Blyth is the son of Virago Quean 03 and Frederick's mother was Taurikura Flower 682, who dropped him on the ground and ran away, which is why he's a far smaller animal than Blyth. Frederick may never reach his genetic potential, but that of course won't prevent him from passing it on to his offspring.
Jeff and Helen approached us about the bulls after the Women in Agribusiness field day we had here in February, because they wanted a couple of "maternal sires", i.e. bulls which are best used to sire heifers which will be kept as breeding cows.
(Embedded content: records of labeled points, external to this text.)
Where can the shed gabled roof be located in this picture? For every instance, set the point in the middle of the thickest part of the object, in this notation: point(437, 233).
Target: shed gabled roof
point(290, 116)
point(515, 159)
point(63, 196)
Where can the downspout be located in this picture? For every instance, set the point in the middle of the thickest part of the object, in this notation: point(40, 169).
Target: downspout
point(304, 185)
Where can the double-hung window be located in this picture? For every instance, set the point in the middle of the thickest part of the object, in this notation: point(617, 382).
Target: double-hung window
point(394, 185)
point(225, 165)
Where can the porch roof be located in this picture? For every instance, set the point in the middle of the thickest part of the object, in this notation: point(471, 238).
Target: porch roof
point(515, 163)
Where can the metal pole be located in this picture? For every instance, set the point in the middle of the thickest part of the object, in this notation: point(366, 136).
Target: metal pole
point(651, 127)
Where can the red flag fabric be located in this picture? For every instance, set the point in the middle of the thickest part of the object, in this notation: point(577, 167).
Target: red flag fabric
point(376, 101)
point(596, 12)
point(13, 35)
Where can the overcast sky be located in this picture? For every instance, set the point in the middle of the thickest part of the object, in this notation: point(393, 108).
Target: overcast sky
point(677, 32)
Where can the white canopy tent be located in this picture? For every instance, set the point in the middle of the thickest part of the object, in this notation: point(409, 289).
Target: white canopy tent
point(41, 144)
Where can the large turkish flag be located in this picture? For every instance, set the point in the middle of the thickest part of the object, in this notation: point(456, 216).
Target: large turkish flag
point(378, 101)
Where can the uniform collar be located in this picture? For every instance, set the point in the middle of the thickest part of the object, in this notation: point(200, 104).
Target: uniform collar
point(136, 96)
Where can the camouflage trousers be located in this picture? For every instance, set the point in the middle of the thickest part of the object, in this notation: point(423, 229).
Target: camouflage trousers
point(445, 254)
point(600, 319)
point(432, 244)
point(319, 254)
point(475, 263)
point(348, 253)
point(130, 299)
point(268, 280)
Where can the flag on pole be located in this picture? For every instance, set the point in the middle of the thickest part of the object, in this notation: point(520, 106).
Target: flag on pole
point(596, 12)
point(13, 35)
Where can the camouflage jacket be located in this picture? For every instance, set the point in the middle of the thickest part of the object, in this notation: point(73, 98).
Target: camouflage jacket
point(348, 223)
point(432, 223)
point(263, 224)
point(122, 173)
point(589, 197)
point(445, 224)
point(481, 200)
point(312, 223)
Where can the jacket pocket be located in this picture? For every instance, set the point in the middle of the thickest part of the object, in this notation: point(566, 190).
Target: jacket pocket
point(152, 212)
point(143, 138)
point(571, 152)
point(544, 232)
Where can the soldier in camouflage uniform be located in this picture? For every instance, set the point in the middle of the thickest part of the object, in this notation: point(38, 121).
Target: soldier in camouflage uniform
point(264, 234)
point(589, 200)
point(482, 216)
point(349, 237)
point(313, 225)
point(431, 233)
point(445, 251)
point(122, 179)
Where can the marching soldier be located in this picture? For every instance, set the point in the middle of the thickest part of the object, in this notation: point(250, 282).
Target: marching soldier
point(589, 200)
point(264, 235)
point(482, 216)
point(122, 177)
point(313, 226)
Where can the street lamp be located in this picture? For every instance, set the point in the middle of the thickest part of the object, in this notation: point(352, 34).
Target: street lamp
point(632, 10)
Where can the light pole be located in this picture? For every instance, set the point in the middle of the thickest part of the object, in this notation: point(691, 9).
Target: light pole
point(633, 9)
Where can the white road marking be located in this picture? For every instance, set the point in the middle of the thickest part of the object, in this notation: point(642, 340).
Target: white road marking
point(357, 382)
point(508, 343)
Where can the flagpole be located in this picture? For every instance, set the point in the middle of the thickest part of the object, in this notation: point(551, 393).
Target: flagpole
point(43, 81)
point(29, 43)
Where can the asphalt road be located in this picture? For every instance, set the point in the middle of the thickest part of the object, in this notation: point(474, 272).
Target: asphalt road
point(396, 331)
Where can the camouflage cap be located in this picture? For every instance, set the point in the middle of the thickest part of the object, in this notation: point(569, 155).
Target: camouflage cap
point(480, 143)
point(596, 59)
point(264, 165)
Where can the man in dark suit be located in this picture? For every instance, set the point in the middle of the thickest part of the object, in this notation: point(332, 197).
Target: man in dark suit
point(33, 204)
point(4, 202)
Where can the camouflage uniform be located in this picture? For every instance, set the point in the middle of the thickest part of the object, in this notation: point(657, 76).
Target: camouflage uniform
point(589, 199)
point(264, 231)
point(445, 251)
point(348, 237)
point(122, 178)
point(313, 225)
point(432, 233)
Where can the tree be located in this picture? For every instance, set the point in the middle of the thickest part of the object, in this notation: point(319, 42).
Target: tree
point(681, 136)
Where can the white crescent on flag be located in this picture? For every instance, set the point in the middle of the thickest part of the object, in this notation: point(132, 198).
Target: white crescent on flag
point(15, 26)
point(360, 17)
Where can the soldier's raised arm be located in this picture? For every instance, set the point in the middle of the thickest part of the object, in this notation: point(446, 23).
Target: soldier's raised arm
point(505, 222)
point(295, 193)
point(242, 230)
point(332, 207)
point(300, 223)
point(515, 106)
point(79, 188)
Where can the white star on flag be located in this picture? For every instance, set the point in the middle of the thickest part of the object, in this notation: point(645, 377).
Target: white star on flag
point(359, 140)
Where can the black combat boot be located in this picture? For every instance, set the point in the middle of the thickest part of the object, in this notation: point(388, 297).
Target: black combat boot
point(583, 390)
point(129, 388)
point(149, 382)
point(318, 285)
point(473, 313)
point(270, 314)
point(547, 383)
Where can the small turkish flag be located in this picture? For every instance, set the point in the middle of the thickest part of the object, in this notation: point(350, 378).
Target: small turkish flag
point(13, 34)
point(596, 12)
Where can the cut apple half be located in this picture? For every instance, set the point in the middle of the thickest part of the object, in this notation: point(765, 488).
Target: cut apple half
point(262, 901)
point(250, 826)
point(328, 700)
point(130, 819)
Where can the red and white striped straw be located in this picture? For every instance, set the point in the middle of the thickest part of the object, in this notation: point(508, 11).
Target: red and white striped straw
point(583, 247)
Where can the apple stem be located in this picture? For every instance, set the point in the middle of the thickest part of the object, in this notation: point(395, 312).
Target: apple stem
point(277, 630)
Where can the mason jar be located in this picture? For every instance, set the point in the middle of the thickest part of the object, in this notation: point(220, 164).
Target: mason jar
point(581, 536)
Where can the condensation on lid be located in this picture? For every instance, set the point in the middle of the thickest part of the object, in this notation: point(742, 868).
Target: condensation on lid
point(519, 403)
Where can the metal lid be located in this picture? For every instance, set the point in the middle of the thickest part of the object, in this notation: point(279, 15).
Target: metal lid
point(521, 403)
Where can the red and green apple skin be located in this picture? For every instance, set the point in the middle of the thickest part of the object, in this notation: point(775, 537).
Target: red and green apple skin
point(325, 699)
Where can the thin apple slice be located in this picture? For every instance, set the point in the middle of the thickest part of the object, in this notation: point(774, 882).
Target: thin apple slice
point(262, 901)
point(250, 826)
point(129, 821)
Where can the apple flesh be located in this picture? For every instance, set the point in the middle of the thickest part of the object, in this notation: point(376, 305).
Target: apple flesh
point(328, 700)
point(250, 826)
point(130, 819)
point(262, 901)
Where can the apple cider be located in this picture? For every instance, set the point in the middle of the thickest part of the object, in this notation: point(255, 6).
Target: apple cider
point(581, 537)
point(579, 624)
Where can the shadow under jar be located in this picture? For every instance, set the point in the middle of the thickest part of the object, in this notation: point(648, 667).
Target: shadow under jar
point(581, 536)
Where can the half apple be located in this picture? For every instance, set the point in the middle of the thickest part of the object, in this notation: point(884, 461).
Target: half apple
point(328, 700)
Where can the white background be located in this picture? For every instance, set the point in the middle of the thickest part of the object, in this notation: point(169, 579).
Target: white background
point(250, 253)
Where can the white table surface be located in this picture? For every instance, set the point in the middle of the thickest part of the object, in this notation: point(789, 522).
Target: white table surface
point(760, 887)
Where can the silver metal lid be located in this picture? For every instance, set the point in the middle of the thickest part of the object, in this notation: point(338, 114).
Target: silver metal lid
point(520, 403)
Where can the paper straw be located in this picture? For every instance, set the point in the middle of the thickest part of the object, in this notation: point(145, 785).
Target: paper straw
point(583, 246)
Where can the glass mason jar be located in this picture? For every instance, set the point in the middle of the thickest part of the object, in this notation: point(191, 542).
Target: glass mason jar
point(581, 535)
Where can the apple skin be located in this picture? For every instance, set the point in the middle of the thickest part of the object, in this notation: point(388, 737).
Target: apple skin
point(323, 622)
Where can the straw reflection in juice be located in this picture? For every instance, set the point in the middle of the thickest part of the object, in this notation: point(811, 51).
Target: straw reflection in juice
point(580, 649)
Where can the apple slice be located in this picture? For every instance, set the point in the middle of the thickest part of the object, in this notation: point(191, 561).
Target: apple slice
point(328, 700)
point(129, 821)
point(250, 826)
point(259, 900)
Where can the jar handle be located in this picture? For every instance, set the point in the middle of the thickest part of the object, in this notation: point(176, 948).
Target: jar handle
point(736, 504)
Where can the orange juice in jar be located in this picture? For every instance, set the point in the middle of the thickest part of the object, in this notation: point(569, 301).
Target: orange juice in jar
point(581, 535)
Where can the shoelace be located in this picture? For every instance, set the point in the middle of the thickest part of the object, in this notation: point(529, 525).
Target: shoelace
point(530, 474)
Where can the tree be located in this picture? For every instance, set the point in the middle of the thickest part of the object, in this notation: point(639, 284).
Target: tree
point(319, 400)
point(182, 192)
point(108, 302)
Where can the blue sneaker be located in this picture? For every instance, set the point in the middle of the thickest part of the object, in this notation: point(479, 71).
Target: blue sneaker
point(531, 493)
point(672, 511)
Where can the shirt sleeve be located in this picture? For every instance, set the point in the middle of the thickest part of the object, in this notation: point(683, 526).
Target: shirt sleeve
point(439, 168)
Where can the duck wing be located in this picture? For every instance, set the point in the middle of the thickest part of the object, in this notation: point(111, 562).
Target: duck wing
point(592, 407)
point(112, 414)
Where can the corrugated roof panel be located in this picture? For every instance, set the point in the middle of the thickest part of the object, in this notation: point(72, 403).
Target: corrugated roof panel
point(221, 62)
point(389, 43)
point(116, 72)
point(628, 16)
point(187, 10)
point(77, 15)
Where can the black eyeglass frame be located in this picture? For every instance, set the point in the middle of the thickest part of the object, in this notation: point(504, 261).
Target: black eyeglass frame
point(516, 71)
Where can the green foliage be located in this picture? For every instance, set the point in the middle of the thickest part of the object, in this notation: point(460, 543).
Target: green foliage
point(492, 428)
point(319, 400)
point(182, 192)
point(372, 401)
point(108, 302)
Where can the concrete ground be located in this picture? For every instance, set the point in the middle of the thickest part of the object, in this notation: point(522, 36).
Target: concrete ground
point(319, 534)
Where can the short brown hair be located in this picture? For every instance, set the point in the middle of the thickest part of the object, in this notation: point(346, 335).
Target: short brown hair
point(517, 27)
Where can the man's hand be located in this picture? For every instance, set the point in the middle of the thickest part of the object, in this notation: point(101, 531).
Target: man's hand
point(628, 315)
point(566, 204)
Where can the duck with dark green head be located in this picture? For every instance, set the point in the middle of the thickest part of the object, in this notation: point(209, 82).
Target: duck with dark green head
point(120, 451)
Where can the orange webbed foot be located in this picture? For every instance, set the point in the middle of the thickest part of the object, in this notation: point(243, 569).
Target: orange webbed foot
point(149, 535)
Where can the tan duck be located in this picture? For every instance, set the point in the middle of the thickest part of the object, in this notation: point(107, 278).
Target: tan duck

They have visited a couple of times over the last few months to have a look at the bulls and see how they have been developing and wanted to take them away now, to become accustomed to their new home and keepers before it is time for them to begin work this spring/summer.
Jeff brought a double horse-float to collect the bulls, backed it up to a gateway in our loading race. Jeff did quite a bit of "bull whispering", getting both bulls used to his close proximity, scratching them in all the places they really liked - Blyth has been quiet enough to stroke in the paddock and lanes for all his life, so he was an easy candidate. It took us about an hour of coaxing with the help of a container of Molasses, to get them both onto the float and standing quietly there.
I was concentrating far too hard on what we were doing to distract myself with taking photographs.
We exchanged all the necessary pieces of paper including the TB status declaration which is required with every animal transfer, Stephan took our photograph, with Mary-Jane and Oscar, and away they went.
Jeff left us a message later saying that the bulls had managed to turn around about 1km down the road from our place, so they travelled all the way home with their noses at the backing gate of the float, which would have been rather worrying at the time since they might have attempted to jump out the back, but otherwise the trip went very well.
Stephan and I went off to town for the Ceremonial Cheque Depositing, then on a whim, went on for a celebratory fine beer toast with my beloved God-parents, Hack and Marj. They might well take some credit for my obsession with cows, since their Jersey dairy cows were the first I ever met, as a very small child. On our way home, we visited the Orana Restaurant for a very nice light meal, to finish our special day.